No. 3 – Cholet Basket
- Position: Power forward
- League: LNB Pro A

Personal information
- Born: April 28, 1983 (age 43) Sofia, Bulgaria
- Listed height: 6 ft 7 in (2.01 m)
- Listed weight: 215 lb (98 kg)

Career information
- High school: Bishop McGuinness (Kernersville, North Carolina)
- College: NC State (2001–2006)
- NBA draft: 2006: undrafted
- Playing career: 2006–present

Career history
- 2006: Estudiantes
- 2006–2007: Virtus Bologna
- 2007–2009: Skyliners Frankfurt
- 2009: Levski Sofia
- 2009–2010: AEL Limassol
- 2010–2016: Élan Chalon
- 2016–present: Cholet

Career highlights
- Pro A champion (2012); 2× French Cup winner (2011–2012); French Cup Final MVP (2012); Semaine des As champion (2012);

= Ilian Evtimov =

Bulgarian-French basketball player

Ilian Iliev Evtimov (Илиян Евтимов; born April 28, 1983) is a Bulgarian-French professional basketball player for Cholet of the French Pro A. He is a 6 ft 7 in (2.01 m) power forward.

==College career==
Evtimov played college basketball in the United States at NCAA Division I school North Carolina State University, where he played with the NC State Wolfpack, from 2001 to 2006.

==Professional career==
Evtimov signed his first professional contract with Virtus Bologna in 2006 and joined the Deutsche Bank Skyliners for the 2007–08 season. Starting from 2010, Evtimov played for Élan Chalon and with the club he won the Pro A in 2012. He also won the French Basketball Cup in 2011 and 2012, while in the last Cup victory he was named French Basketball Cup Final MVP.

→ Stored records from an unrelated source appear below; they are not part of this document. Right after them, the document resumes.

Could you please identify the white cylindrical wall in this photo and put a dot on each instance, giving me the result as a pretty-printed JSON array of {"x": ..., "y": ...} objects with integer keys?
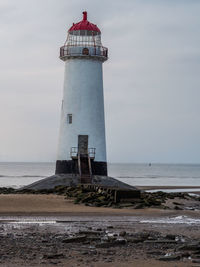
[{"x": 83, "y": 98}]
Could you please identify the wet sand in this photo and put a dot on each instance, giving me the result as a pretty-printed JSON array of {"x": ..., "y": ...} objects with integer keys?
[
  {"x": 50, "y": 205},
  {"x": 25, "y": 242}
]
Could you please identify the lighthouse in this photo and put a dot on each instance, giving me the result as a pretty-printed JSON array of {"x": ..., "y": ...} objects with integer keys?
[{"x": 82, "y": 144}]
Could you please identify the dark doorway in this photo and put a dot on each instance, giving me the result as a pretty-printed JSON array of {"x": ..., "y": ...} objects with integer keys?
[{"x": 83, "y": 144}]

On June 9, 2016, Evtimov signed with Cholet Basket.

==French national team==
Evtimov played with the French U22 national team at the 2002 FIBA Europe Under-20 Championship, where he won a bronze medal.

==Personal==
A French national since 1995, Ilian is the youngest son of Bulgarian basketball star Ilia Evtimov (who relocated the family to France in the early 1990s during his playing career) and the brother of professional Euroleague player Vassil Evtimov.